En marge de la visite du Général Mamadi Doumbouya en Côte d’Ivoire, le chef de la diplomatie guinéenne, Dr Morissanda Kouyaté, a réaffirmé l’engagement du président envers la diaspora, insistant sur la nécessité d’un recensement global pour garantir les droits de tous les Guinéens de l’étranger.
Le ministre des Affaires étrangères, de l’Intégration africaine et des Guinéens de l’étranger, a expliqué les difficultés majeures auxquelles nombre d’entre eux étaient confrontés, notamment en ce qui concerne l’accès aux documents d’identité: « La plupart d’entre vous ne pouvait plus avoir un emploi. La plupart d’entre vous ne pouvaient plus voyager. Parce que leurs passeports avaient expiré et ils ne pouvaient pas le prendre ou parce qu’il y avait des erreurs qui ont été commises. Donc, des milliers de compatriotes étaient bloqués ici parce qu’ils ne pouvaient plus voyager », a-t-il regretté.

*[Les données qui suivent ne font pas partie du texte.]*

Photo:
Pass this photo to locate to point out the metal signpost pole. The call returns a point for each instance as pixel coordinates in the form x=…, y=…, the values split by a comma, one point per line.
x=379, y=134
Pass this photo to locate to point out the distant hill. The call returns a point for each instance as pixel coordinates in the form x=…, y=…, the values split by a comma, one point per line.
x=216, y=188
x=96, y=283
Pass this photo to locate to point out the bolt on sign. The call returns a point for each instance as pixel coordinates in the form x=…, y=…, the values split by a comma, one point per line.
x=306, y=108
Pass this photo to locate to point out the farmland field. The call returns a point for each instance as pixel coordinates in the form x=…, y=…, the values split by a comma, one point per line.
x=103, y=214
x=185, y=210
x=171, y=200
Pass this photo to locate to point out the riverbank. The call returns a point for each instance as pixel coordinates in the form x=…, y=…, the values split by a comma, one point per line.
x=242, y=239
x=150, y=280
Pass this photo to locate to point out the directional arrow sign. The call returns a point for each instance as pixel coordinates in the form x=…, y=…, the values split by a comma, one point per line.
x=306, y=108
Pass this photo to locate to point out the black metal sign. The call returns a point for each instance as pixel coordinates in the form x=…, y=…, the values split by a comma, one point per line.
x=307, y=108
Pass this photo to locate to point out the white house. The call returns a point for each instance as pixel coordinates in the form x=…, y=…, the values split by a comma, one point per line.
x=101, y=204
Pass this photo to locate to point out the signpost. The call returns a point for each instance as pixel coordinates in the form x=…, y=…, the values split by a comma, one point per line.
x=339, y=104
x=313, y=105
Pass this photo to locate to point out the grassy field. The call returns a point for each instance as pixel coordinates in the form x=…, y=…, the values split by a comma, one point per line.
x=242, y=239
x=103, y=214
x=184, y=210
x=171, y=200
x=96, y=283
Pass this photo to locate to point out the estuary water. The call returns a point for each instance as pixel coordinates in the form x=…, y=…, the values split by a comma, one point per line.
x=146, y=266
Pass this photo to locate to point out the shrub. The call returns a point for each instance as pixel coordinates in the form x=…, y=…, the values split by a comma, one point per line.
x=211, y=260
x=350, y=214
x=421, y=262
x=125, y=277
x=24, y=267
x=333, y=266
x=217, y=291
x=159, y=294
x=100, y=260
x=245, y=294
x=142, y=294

Face à cette situation, le président de la transition a pris une décision ferme, selon le ministre: « Un matin, le chef de l’État nous a appelés, il nous a dit qu’il ne peut pas laisser des milliers de Guinéens être des apatrides. Il nous a dit qu’il prend la décision de mettre à plat toutes ces anomalies et permettre à chaque Guinéen d’obtenir un passeport sans restriction », a-t-il rapporté.
Dans cette dynamique, le gouvernement ambitionne de bâtir une politique plus inclusive envers la diaspora, à commencer par une meilleure connaissance de sa réalité: « Pour lui permettre de faire tout le travail qu’il est en train de faire pour la Guinée, il a besoin d’une donnée fondamentale pour savoir combien sommes-nous, qui sommes-nous, où sommes-nous », a souligné le ministre.
D’où l’importance du processus de recensement en cours, auquel Dr Morissanda Kouyaté a invité tous les Guinéens de l’extérieur à participer massivement, sans considération politique : « Il a dit : Je veux qu’il y ait un recensement clair, net et inclusif’. Et c’est ce que nous sommes en train de faire aujourd’hui. Venez donc vous faire recenser », a-t-il lancé en guise d’appel.